Voor de aanvraag omgevingsvergunning is op basis van M.e.r. beoordelingsnotitie een m.e.r.- beoordelingsprocedure doorlopen. Uit de (vormvrije) mer-beoordeling blijkt dat de activiteit geen belangrijke nadelige gevolgen voor het milieu kan hebben, is er geen aanleiding voor het opstellen van een m.e.r.-beoordelingsrapport dan wel een milieueffectrapport.

Het plan is op dit punt uitvoerbaar.

4.13 Duurzaamheid

4.13.1 Inleiding

Duurzaamheid is een zeer breed begrip. Een duurzame ontwikkeling is een ontwikkeling die voorziet in de behoeften van de huidige generatie, zonder de behoeften van toekomstige generaties, zowel hier als in andere delen van de wereld, in gevaar te brengen.
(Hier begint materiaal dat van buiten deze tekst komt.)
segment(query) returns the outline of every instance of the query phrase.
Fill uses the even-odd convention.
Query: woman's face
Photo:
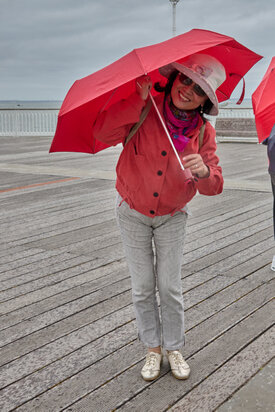
[[[207,95],[199,96],[195,91],[198,86],[193,82],[189,85],[184,84],[184,79],[188,78],[179,73],[173,83],[171,98],[174,106],[180,110],[194,110],[199,106],[203,106],[208,99]],[[190,83],[190,79],[188,80],[189,82],[187,83]]]

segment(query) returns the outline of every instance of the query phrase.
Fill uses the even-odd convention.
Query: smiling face
[[[181,79],[182,75],[179,73],[171,89],[171,98],[174,106],[180,110],[194,110],[199,106],[203,106],[208,97],[206,95],[199,96],[195,92],[195,83],[184,84]]]

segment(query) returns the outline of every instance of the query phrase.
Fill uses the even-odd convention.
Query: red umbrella
[[[217,91],[220,102],[229,99],[238,82],[262,58],[232,37],[199,29],[135,49],[73,84],[61,106],[50,152],[96,153],[108,147],[92,135],[97,114],[122,98],[127,99],[135,90],[137,77],[149,74],[153,83],[161,81],[164,78],[159,67],[181,63],[199,52],[215,57],[225,67],[227,78]]]
[[[252,105],[255,115],[259,142],[269,137],[275,124],[275,56],[263,77],[263,80],[252,94]]]

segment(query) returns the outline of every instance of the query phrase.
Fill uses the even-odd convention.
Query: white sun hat
[[[165,77],[169,77],[175,70],[185,74],[203,89],[213,103],[208,114],[216,116],[219,113],[216,90],[226,79],[224,66],[213,56],[197,53],[181,63],[174,62],[159,68],[160,74]]]

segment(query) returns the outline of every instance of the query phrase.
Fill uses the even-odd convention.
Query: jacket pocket
[[[117,179],[129,194],[136,193],[140,189],[145,165],[146,159],[142,155],[133,152],[121,154],[116,167]]]

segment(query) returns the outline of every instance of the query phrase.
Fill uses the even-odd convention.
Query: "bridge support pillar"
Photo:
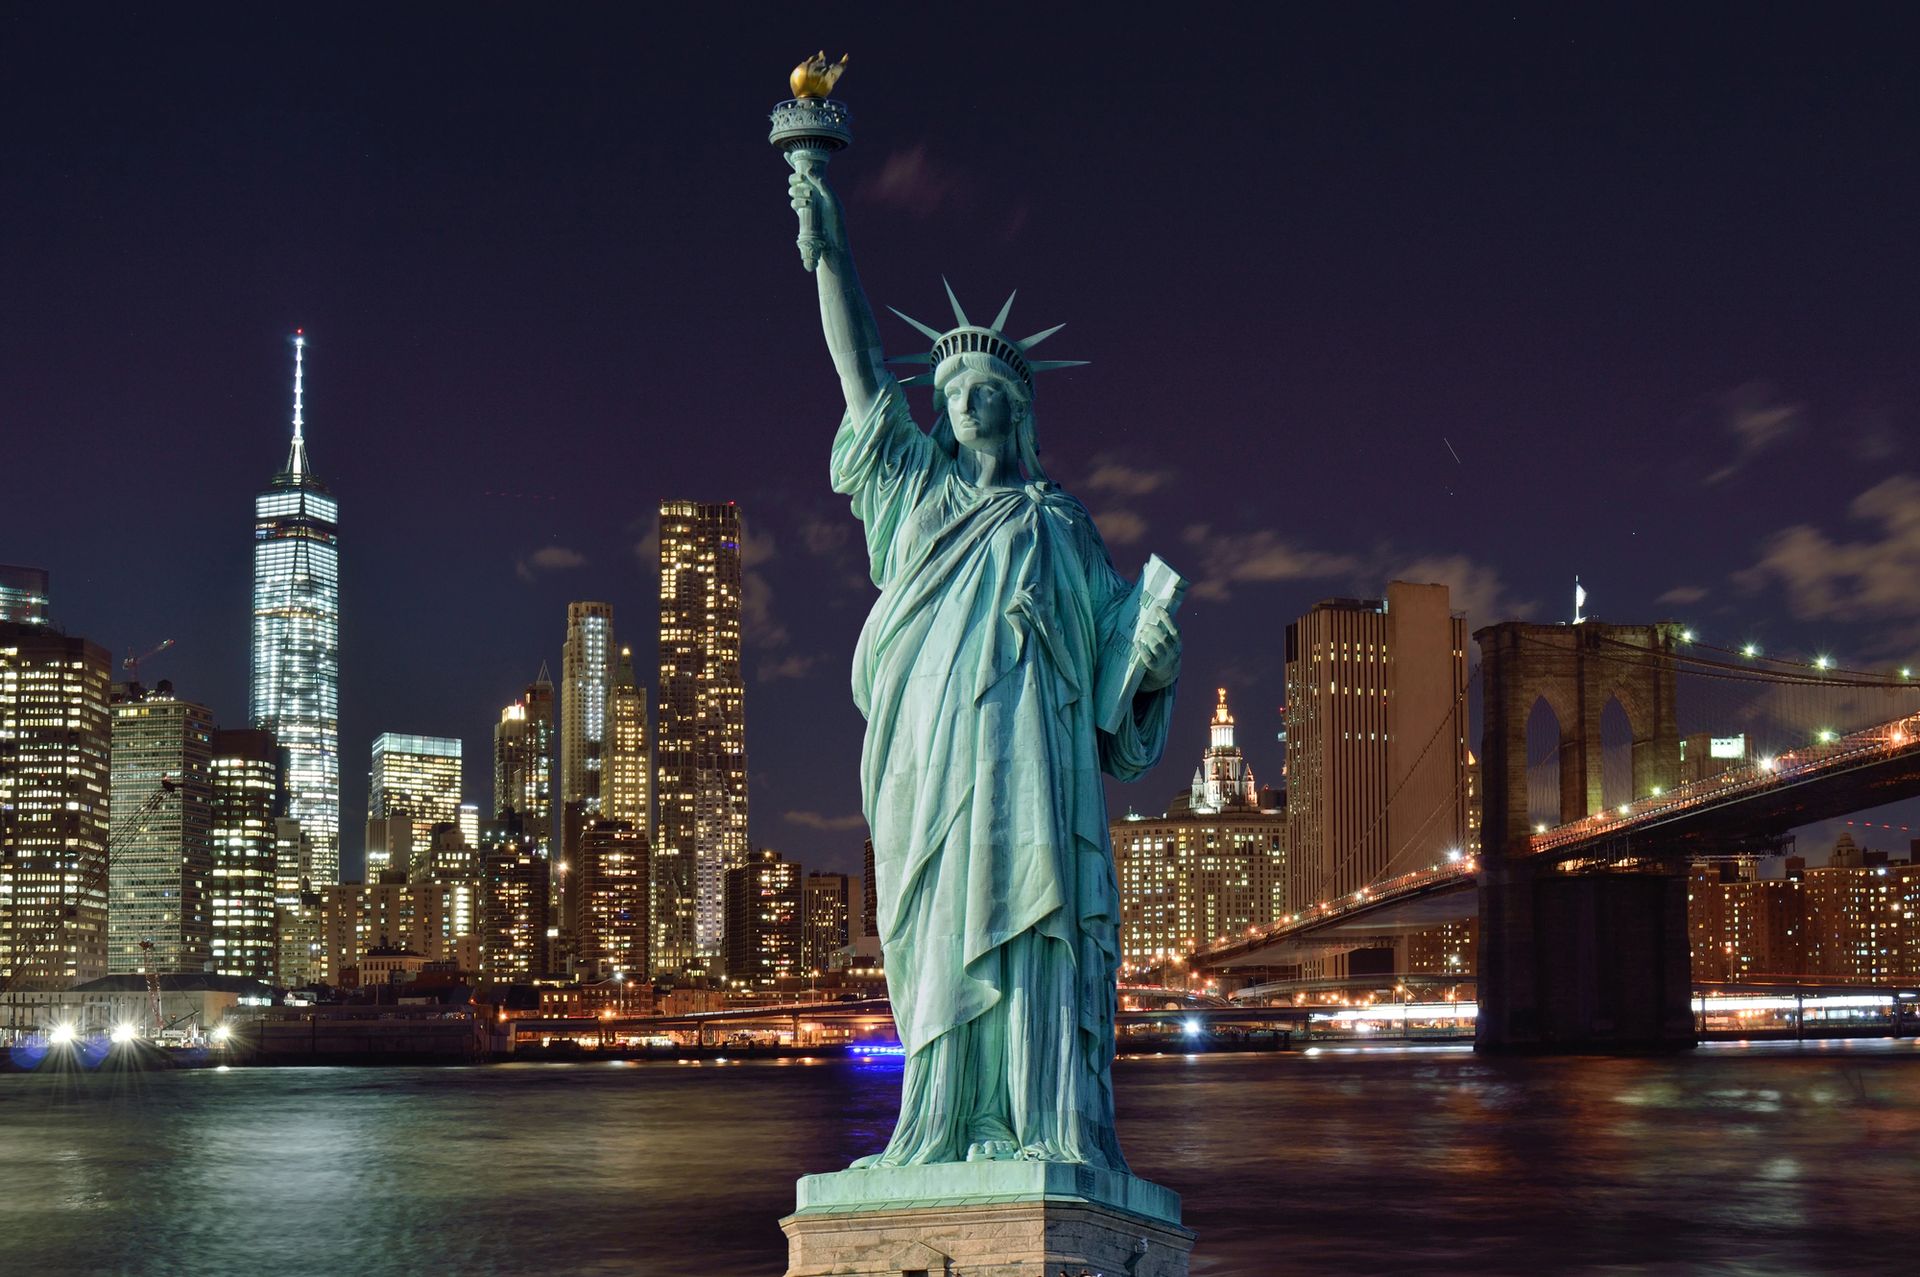
[[[1481,1051],[1693,1046],[1685,876],[1486,865],[1479,995]]]

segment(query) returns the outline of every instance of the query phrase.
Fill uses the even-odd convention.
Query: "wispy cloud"
[[[748,647],[787,645],[787,627],[773,614],[773,586],[764,572],[740,574],[740,641]]]
[[[1353,555],[1309,550],[1266,529],[1215,532],[1208,524],[1196,523],[1181,539],[1200,553],[1193,596],[1214,602],[1232,598],[1236,585],[1346,576],[1360,567]]]
[[[930,217],[961,192],[960,175],[931,158],[922,142],[887,156],[879,171],[860,184],[857,193],[877,204]]]
[[[1855,497],[1847,513],[1873,534],[1835,541],[1796,524],[1769,538],[1759,562],[1736,573],[1735,582],[1750,590],[1779,585],[1802,620],[1880,622],[1890,647],[1920,642],[1920,478],[1883,479]]]
[[[1731,459],[1707,476],[1708,484],[1723,483],[1747,463],[1799,428],[1804,405],[1785,403],[1764,381],[1749,381],[1721,396],[1721,423],[1733,437]]]
[[[823,829],[830,833],[867,827],[867,818],[858,812],[851,816],[823,816],[817,811],[790,811],[784,819],[790,825],[804,825],[808,829]]]
[[[762,661],[755,677],[762,683],[777,683],[785,678],[805,678],[820,663],[820,657],[790,652],[776,661]]]
[[[1453,610],[1467,614],[1469,634],[1481,625],[1524,621],[1538,610],[1533,600],[1509,594],[1491,564],[1475,563],[1464,554],[1429,555],[1379,575],[1390,581],[1446,586]]]
[[[531,584],[545,572],[564,572],[586,563],[587,556],[564,545],[543,545],[513,561],[513,574]]]
[[[1081,481],[1081,488],[1090,493],[1107,497],[1144,497],[1149,492],[1171,483],[1174,472],[1171,470],[1151,470],[1142,466],[1131,466],[1114,457],[1099,457],[1093,463],[1093,470]]]
[[[1100,538],[1108,545],[1138,545],[1147,539],[1147,521],[1131,510],[1108,510],[1093,516]]]
[[[1655,603],[1672,603],[1678,607],[1690,607],[1693,604],[1698,603],[1701,599],[1704,599],[1706,597],[1707,597],[1707,589],[1705,586],[1676,585],[1671,590],[1668,590],[1665,594],[1662,594],[1659,598],[1655,599],[1654,602]]]

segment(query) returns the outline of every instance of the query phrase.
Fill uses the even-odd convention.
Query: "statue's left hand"
[[[1157,692],[1171,687],[1180,677],[1180,631],[1174,628],[1173,618],[1155,608],[1140,618],[1140,629],[1133,636],[1133,650],[1139,656],[1146,673],[1140,679],[1140,690]]]

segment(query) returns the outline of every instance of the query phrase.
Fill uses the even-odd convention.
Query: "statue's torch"
[[[838,62],[830,63],[824,49],[814,54],[793,69],[789,80],[793,86],[792,99],[774,107],[767,117],[773,123],[767,141],[779,147],[793,171],[802,176],[814,176],[827,167],[827,160],[835,151],[853,143],[853,113],[843,103],[827,96],[846,69],[844,55]],[[806,205],[799,211],[800,264],[812,270],[820,264],[826,241],[820,237],[813,206]]]

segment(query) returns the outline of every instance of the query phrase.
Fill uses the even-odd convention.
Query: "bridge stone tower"
[[[1686,879],[1657,846],[1631,871],[1572,872],[1528,855],[1527,719],[1560,723],[1564,823],[1601,808],[1600,720],[1618,700],[1633,730],[1633,796],[1680,778],[1674,643],[1667,624],[1532,625],[1475,633],[1485,698],[1480,769],[1482,1050],[1648,1050],[1694,1042]]]

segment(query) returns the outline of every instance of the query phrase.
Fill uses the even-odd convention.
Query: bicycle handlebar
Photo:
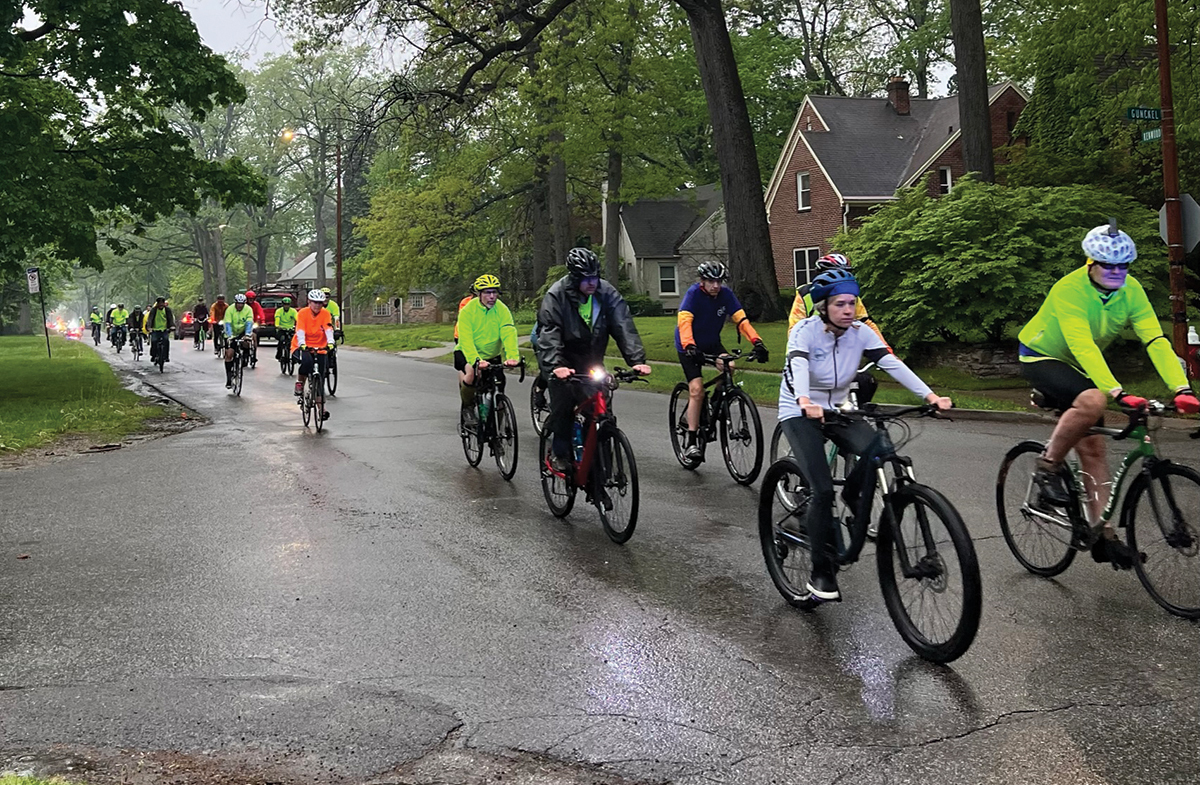
[[[953,406],[951,408],[954,408]],[[939,409],[936,404],[923,403],[919,406],[906,406],[903,409],[885,412],[874,404],[867,404],[865,408],[860,409],[825,409],[826,415],[834,415],[835,417],[843,417],[850,419],[852,417],[862,417],[869,420],[895,420],[901,417],[906,417],[910,414],[916,414],[918,417],[928,417],[932,420],[949,420],[951,418],[942,414],[942,409]]]
[[[519,369],[521,370],[521,376],[520,376],[520,378],[519,378],[519,379],[517,379],[517,383],[518,383],[518,384],[522,384],[522,383],[524,383],[524,381],[525,381],[525,358],[524,358],[524,357],[522,357],[522,358],[520,359],[520,361],[519,361],[519,362],[517,362],[517,364],[516,364],[516,365],[513,365],[513,366],[508,366],[508,365],[505,365],[505,364],[504,364],[504,363],[502,363],[502,362],[500,362],[500,363],[494,363],[494,362],[488,361],[488,367],[487,367],[487,368],[482,368],[482,369],[481,369],[481,368],[479,367],[479,363],[480,363],[480,362],[483,362],[483,358],[482,358],[482,357],[480,357],[480,358],[479,358],[478,360],[476,360],[475,362],[471,363],[471,366],[472,366],[473,368],[475,368],[475,370],[476,370],[476,371],[480,371],[480,370],[482,370],[482,371],[485,371],[485,372],[486,372],[486,371],[490,371],[490,370],[491,370],[491,369],[493,369],[493,368],[499,368],[501,371],[503,371],[505,368],[509,368],[509,367],[512,367],[512,368],[519,368]]]

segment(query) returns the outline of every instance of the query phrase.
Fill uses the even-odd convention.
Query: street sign
[[[38,268],[26,267],[25,277],[29,281],[29,293],[37,294],[42,290],[42,282],[38,280]]]
[[[1191,253],[1200,243],[1200,204],[1191,194],[1180,194],[1179,203],[1183,213],[1183,252]],[[1167,206],[1164,204],[1158,210],[1158,235],[1167,242]]]
[[[1157,139],[1162,139],[1161,128],[1151,128],[1149,131],[1142,131],[1143,142],[1153,142]]]
[[[1162,110],[1151,109],[1148,106],[1131,106],[1125,110],[1125,118],[1128,120],[1161,120]]]

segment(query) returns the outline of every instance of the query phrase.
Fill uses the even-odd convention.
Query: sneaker
[[[226,389],[226,390],[232,390],[232,389],[233,389],[233,382],[225,382],[225,389]]]
[[[1071,503],[1071,494],[1058,467],[1041,461],[1033,473],[1033,484],[1038,488],[1038,504],[1042,507],[1066,507]]]
[[[324,422],[325,420],[328,420],[328,419],[329,419],[329,412],[321,412],[321,421]]]
[[[808,579],[808,591],[818,600],[826,602],[841,602],[842,593],[838,591],[837,578],[833,573],[814,571]]]
[[[544,390],[534,389],[533,391],[533,408],[546,408],[546,392]]]
[[[683,458],[692,463],[699,463],[704,457],[704,451],[700,449],[699,435],[695,431],[687,431],[684,435]]]
[[[554,472],[555,474],[561,474],[565,477],[571,472],[572,467],[570,458],[564,458],[561,455],[550,453],[547,463],[550,465],[550,471]]]
[[[1100,535],[1092,543],[1092,560],[1097,564],[1110,562],[1114,570],[1132,570],[1135,564],[1146,562],[1146,554],[1135,551],[1115,537]]]
[[[304,395],[304,382],[296,382],[296,397]]]

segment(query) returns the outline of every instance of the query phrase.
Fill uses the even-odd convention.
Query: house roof
[[[721,208],[716,183],[661,199],[639,199],[621,208],[621,223],[638,257],[677,256],[679,246]]]
[[[989,102],[1010,86],[989,87]],[[829,130],[796,133],[846,199],[890,199],[959,133],[957,95],[912,98],[907,115],[896,114],[886,98],[813,95],[807,101]]]
[[[325,251],[325,277],[332,278],[337,275],[337,263],[333,258],[333,250],[326,249]],[[317,252],[313,251],[308,256],[305,256],[300,261],[296,262],[287,270],[284,270],[279,275],[279,281],[315,281],[317,278]]]

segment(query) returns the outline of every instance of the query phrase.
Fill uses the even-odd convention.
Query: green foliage
[[[1118,218],[1138,246],[1137,278],[1165,301],[1158,217],[1133,199],[1089,186],[1006,187],[964,178],[940,199],[922,185],[840,233],[867,307],[901,349],[923,341],[999,341],[1083,262],[1088,229]]]

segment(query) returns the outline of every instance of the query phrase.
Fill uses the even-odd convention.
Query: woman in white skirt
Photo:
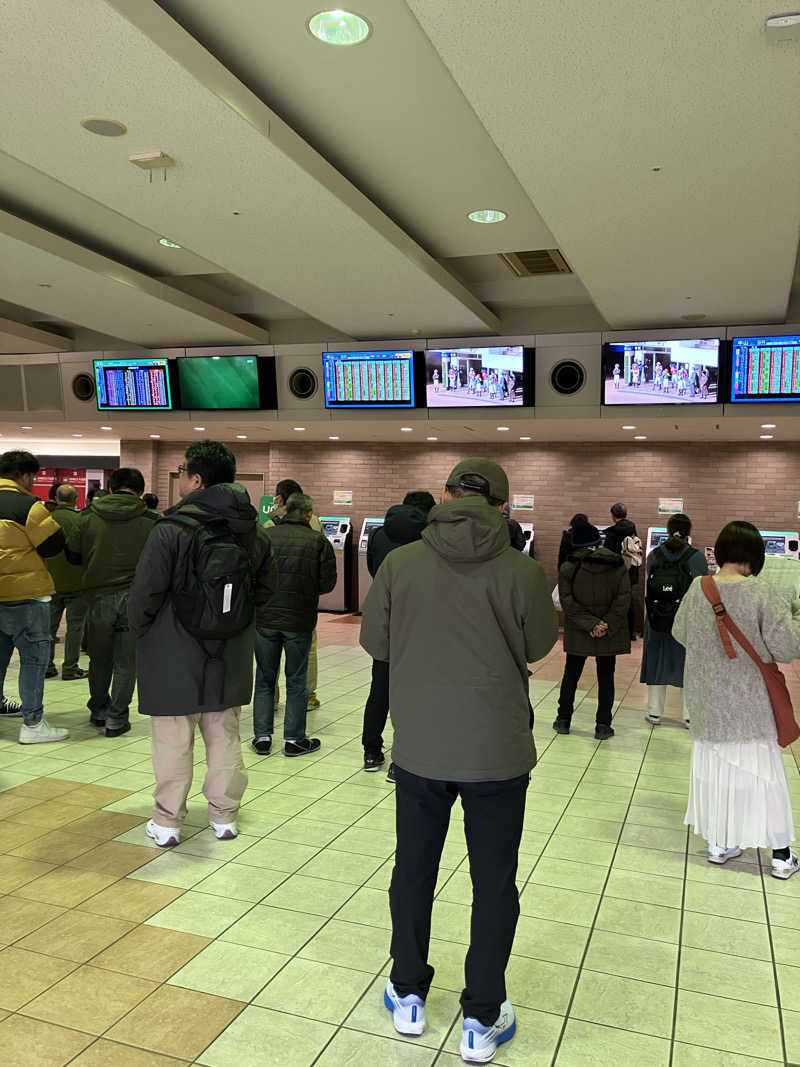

In deze paragraaf wordt ingegaan op 2 aspecten waaruit blijkt dat met de uitbreiding van het agrarisch bedrijf verbeteringen worden ingezet ten aanzien van duurzaamheid: op terrein van

dierenwelzijn en energieverbruik.

4.13.2 Dierenwelzijn

Deze uitgebreide omgevingsvergunning maakt de bouw van een nieuwe pluimveestal mogelijk waardoor het bestaande aantal dieren (pluimvee) betere leefomstandigheden kan krijgen. De stal wordt ingerichti om dieren volgens het 'Beter Leven keurmerk met 1 ster' van de

Dierenbescherming te houden. Dit betekent ten opzichte van het 'gangbaar houden van pluimvee':

Minder dieren per m² (12 kuikens in plaats van 18) Daglicht in de stal

Lagere groei (56 dagen in plaats van 35 tot 42 dagen) Korter transporttijd bij afvoer dieren.

4.13.3 Energieverbruik

Energieverbruikers op het bedrijf zijn de ventilatoren, de verlichting, de verwarming en overige installaties (melkstal en melkkoeling, voer, drinkwater etc.). Het verwachte energieverbruik voor de totale beoogde situatie is ca. 291.240 kWh per jaar. Daarnaast wordt er propaangas verbruikt om de pluimveestallen vanaf dag 1 bij de ontvangst van de kuikens te verwarmen.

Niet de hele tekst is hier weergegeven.